The Federal Deposit Insurance Corp. estimated this week that the $400 million in real estate mortgages and property it took over in its bailout of the Continental Illinois Bank & Trust Co. last year are worth only about $200 million.
Steven A. Seelig, associate director of the FDIC's liquidation division, told the House commerce, consumer and monetary affairs subcommittee that in many instances, Continental Illinois made loans on property overvalued by appraisers who apparently were willing to give bank officers the figures they wanted rather than an independent assessment of market value.
Some of the appraisals seem to have been "developed to support the proposed loan rather than to give a true current market value of the underlying collateral," Seelig said.
Faulty and fraudulent appraisals like some of those prepared for Continental Illinois are widespread and cause serious problems in the lending industry, federal loan guarantee programs and the secondary mortgage market, witnesses said during two days of hearings held by the subcommittee. Inflated appraisals have caused the decline of 322 savings and loans since 1983, according to a study released during the hearings.

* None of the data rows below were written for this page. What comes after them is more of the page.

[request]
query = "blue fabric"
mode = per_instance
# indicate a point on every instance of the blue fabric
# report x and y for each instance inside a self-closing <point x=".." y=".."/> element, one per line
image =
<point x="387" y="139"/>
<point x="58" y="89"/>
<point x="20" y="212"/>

The rise and fall of a Boynton Beach, Fla., savings and loan also "can be cited as an example of rampant growth in real estate lending fueled by inadequate and inflated appraisals," according to Lamar Heath, director of examinations of the Federal Home Loan Bank of Atlanta.
Sunrise Savings & Loan Association started in May 1980 with $3 million in assets, and was state-chartered and federally insured. It grew wildly until the Federal Home Loan Bank Board seized control of it last July. In one instance, Sunrise made a $10.5 million second-mortgage loan on a 620-acre property that was to be developed into 1,600 dwelling sites. The property had been foreclosed on by another institution at the time Sunrise made its loan to the same borrower, Heath said.
Unrealistically high appraisals have played key roles in the recent failures of other lending institutions. A study of loans made by Empire Savings and Loan of Mesquite, Tex., found 411 "faulty and/or fraudulent" loans made by the institution before it collapsed in March 1984, according to Ron Coile, chief district appraiser for the Federal Home Loan Bank of Dallas.
Although real estate loans did not bring down Continental Illinois, the giant Chicago bank's real estate portfolio is a dramatic example of problems that inflated appraisals can cause. Continental, then the nation's eighth-largest bank, nearly collapsed in May 1984 when rumors that it was insolvent touched off a run on its deposits.
It was kept afloat temporarily by a $7.5 million rescue operation launched by the FDIC and other commercial banks until the FDIC put together a plan under which it took over 80 percent of the bank's stock in return for clearing bad loans and injecting new capital to make up for loan losses.
The $400 million in real estate loans make up only a fraction of $3 billion in problem and shaky loans the FDIC took over in its rescue and an additional $1.5 billion in loans the agency agreed to assume if the bank could not continue to carry them, Seelig said in an interview after the hearing. Continental Illinois' worst problems were caused by bad energy loans it bought from the failed Penn Square National Bank of Oklahoma City, he said.
When FDIC officials examined the records of Continental Illinois' real estate loans, they found that in one instance the bank "relied on an appraisal performed for the developer" of the property, and in other cases failed to take into account vacancy rates and unabsorbed inventory and "incorporated an assumption of high appreciation rates yielding high market values in 1988 and 1992 when the loans would become due," Seelig told the committee.
The FDIC gave the subcommittee a list representing 80 percent of its Continental Illinois real estate portfolio that showed the bank's appraisals on 21 properties totaled $518.3 million, while current appraisals valued the same properties at $184.4 million.
Examiners for the Office of the Comptroller of the Currency, however, had a dramatically different opinion of the Continental Illinois real estate loans. In a letter to the subcommittee, the OCC said its examinations "did not disclose any real estate appraisal abuses warranting disciplinary action or criminal referral."
Most of the witnesses before the subcommittee this week, however, cited major faults in the appraisal industry.
Guy P. Reese, a former district appraiser for the Federal Home Loan Bank Board and now a review appraiser for a Dallas savings association, said his department rejected or asked for corrections in 90 percent of the "400 to 500" appraisals it studied during the past 12 months. The "great majority of serious deficiencies" result from appraisers' failure to "provide an unbiased, objective estimate of market value" of the property and their "willingness to become" advocates for their clients, he said.
Appraisers are unregulated and unlicensed, with the only professional standards being provided by about 30 private associations and organizations, witnesses said. In addition, only about 25 percent of the nation's appraisers belong to these organizations, they said.
Appraisal abuses are so "blatant" that one of the professional organizations was swamped with ethics complaints against its members to such a degree that its staff no longer could handle them and had to "send them back" to the groups and individuals who made the complaints, according to Richard Hewitt, former chief district appraiser for the Federal Home Loan Bank in Atlanta.
Two federal agencies that insure home loans, the Veterans Administration and the Federal Housing Administration, also reported problems with appraisals.